Now Glamour, Lowe's comedy about love, lust, fantasies and gangsters, gets its world premiere in the theatre where his career first took off.
Set in the 1960s, Glamour transports the audience back to the heyday of the Moulin Rouge - not the Paris nightspot but a seedy, dingy Nottingham cinema.
It tells the story of 18-year-old Jimmy Potter, a filmmaker with ambitions to follow in the footsteps of the great film directors of his day.
Moulin Rouge owner Frank Partridge arranges a screening of Jimmy's Blue Movie for some London hotshots. But two notorious gangsters also appear - and several lives are threatened as relationships are strained to breaking point.
The play is based on Lowe's experiences as he actually made a film called Blue Movie in 1966.
Really the title is a bit of a misnomer as there's little glamour in the Moulin Rouge. Frank, who claims to have discovered Michael Caine and persuaded him to change his name from Maurice Micklewhite, wants to give his punters razzle-dazzle, but the nearest they get is the cardboard cutouts of film stars which adorn Frank's office.

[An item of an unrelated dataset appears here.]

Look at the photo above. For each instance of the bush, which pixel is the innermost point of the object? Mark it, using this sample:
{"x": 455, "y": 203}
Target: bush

Glamour is a solid piece of writing which has its moments of tension and electricity as well as humour.
There's an excellent cast in Bill Alexander's gritty production.
Shaun Prendergast is superb as misguided yet likeable Cockney Frank who has seemingly insurmountable problems in both his business and private relationships.
When he discovers who his unexpected guests are, he's more distraught than a banker who's told he's not going to get his regular bonus.
Tanya Myers as Frank's wife Connie displays a whole range of emotions from desire through shock to fear as it's revealed she's had a very eventful past.
There are also strong performances from Michael Socha as filmmaker Jimmy; Melissa Simpson as his girlfriend Beatrice who slowly sheds her inhibitions as well as her clothes; James Scales as Irishman Paddy, another character with a hidden side; and Gary Turner as singer Gary Goodman who has the unenviable job of trying to please the cinema's difficult guests with his limited repertoire of songs.
Film sequences of footage from the 1960s and new, specially shot material combine with music from the period to create just the right atmosphere.
In recent years Nottingham Playhouse has taken bold decisions to put on some of the new plays which have found their way onto its stage; there've been failures as well as successes. Glamour sits right in the middle: it contains some excellent characters but the plot is a little flimsy, especially in the first half, for it to be unforgettable. Yet Glamour has a certain allure which means you're guaranteed a reasonable evening's entertainment.